Monday, November 26, 2012

Pallavi Aiyar

Award winning journalist and author Pallavi Aiyar spent six years living in a hutong home in the heart of the old imperial city of Beijing. She reported from across China for The Hindu and Indian Express in addition to teaching English at the Beijing Broadcasting Institute. She is the winner of the 2007 Prem Bhatia Memorial Award for excellence in political reporting and analysis for her dispatches from China.

Her book Smoke and Mirrors: An Experience of China won the Vodafone-Crossword Popular Book Award for 2008.

Her first novel is Chinese Whiskers.

From Aiyar's Q & A with Maura Elizabeth Cunningham at The China Beat:
MEC: How did you come to write a book that views Beijing from a cats’-eye perspective?

PA: I spent five years living in Beijing’s hutongs. These were neighbourhoods that reflected many of the tensions generated by the intersection of China’s almost remorseless embrace of modernity with persisting forms of a more traditional, communal way of life.

Animals were an intrinsic part of the hutongscape. At twilight you could sometimes spot the elongated silhouette of huang shu lang (黄鼠狼 the yellow weasel), the Beijing equivalent of the city fox, tip toeing across the roofs of courtyard houses sniffing for prey. Regardless of the season old men in patched up Mao suits would sit around corner stores on low stools, their caged song birds proudly on display next to them.

And then there were the dogs. The hutongs were disproportionately peopled with retirees and their pet dogs; the ever dwindling younger generation having taken off for swankier addresses. The aural backdrop to life in these alleyways was therefore punctuated by the yapping of Pekinese dogs who were as pampered and loved by their elderly owners as a favoured grandchild.

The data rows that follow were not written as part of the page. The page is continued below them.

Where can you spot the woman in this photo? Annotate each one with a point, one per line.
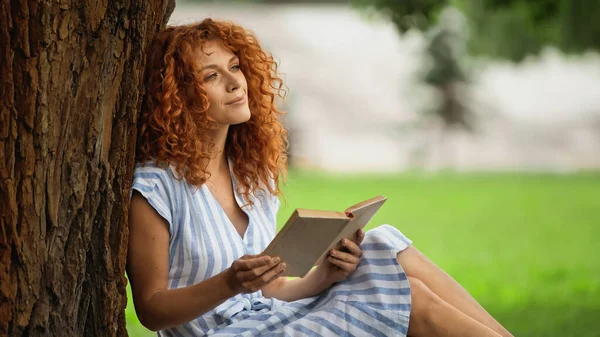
(203, 208)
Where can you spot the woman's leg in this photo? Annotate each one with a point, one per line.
(431, 316)
(416, 265)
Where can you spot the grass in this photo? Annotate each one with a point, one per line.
(524, 245)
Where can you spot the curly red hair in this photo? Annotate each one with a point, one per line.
(174, 130)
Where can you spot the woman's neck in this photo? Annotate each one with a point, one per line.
(219, 162)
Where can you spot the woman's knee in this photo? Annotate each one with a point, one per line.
(423, 302)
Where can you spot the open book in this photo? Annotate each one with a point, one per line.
(309, 235)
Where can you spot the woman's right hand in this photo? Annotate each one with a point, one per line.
(252, 272)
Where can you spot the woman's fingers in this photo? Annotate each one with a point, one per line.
(248, 275)
(345, 266)
(359, 236)
(344, 257)
(265, 278)
(352, 247)
(249, 262)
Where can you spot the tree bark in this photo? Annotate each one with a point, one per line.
(70, 89)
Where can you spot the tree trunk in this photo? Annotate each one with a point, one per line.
(70, 79)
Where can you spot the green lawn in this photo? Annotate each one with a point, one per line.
(524, 245)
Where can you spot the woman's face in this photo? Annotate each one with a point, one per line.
(224, 83)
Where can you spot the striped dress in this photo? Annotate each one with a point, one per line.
(373, 301)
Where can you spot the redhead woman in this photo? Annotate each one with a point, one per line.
(210, 155)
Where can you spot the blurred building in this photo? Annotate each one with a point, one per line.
(354, 100)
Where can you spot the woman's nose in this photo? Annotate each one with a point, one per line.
(233, 84)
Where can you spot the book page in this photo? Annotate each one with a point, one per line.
(304, 241)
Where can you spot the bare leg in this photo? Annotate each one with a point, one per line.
(417, 265)
(431, 316)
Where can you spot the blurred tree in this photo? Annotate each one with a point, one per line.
(510, 29)
(445, 73)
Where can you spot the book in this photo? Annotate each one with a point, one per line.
(308, 235)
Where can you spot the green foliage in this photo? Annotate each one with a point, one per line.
(509, 29)
(406, 14)
(523, 245)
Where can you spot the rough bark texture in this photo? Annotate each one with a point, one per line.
(70, 80)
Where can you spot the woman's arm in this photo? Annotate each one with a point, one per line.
(157, 306)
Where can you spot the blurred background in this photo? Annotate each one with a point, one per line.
(479, 120)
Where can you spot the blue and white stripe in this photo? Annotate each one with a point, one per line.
(373, 301)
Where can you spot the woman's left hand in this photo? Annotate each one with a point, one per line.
(340, 263)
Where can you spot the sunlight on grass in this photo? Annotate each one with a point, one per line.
(523, 245)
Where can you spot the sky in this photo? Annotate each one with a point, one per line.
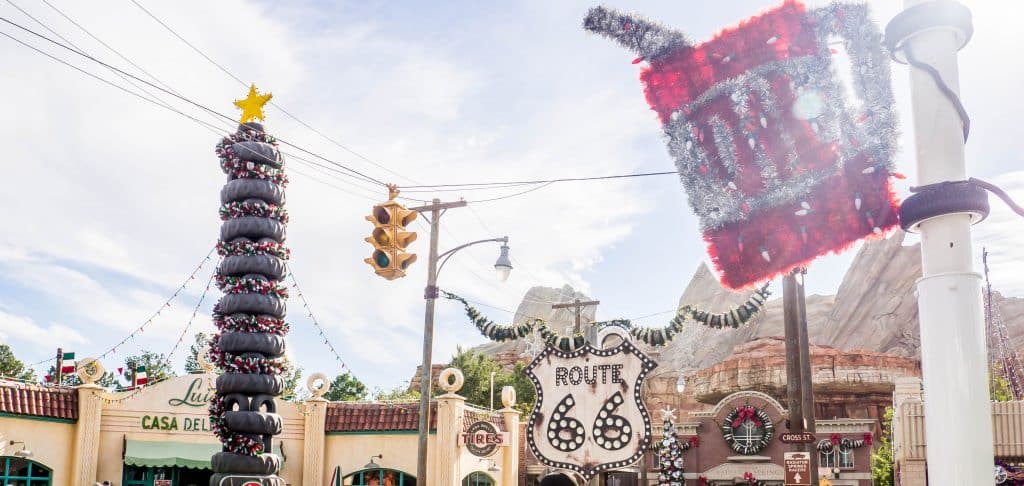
(112, 202)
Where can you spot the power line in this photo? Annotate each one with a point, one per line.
(514, 194)
(354, 173)
(542, 181)
(272, 103)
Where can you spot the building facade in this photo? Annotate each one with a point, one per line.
(160, 436)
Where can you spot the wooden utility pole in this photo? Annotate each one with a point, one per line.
(578, 305)
(58, 376)
(798, 363)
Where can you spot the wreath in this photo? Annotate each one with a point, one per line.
(759, 417)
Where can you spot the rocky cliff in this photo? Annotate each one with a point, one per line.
(873, 310)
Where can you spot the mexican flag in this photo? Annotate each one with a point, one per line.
(140, 378)
(68, 360)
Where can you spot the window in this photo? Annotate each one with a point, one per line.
(478, 479)
(20, 472)
(379, 477)
(837, 457)
(845, 458)
(826, 458)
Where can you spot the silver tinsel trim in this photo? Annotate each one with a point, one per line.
(710, 195)
(648, 39)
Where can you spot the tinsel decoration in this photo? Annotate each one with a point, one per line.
(777, 164)
(670, 453)
(249, 323)
(232, 441)
(250, 317)
(233, 284)
(254, 363)
(735, 317)
(245, 208)
(844, 443)
(249, 249)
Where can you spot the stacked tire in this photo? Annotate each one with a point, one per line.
(244, 412)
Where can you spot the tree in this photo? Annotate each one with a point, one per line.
(345, 387)
(201, 345)
(10, 366)
(998, 385)
(292, 376)
(670, 454)
(157, 366)
(882, 458)
(476, 367)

This was an environment where people and animals lived cheek to jowl, the cramped spaces of the living quarters forcing everyone out on the street.

In my previous book, Smoke and Mirrors, I wrote extensively about my life in the hutongs and this was one aspect of the book that people across the world, be it in India, China or the US, seemed fascinated by. It seemed natural therefore to situate my novel in this geography and the cats just seemed an intuitive and interesting way to gain entry into this world.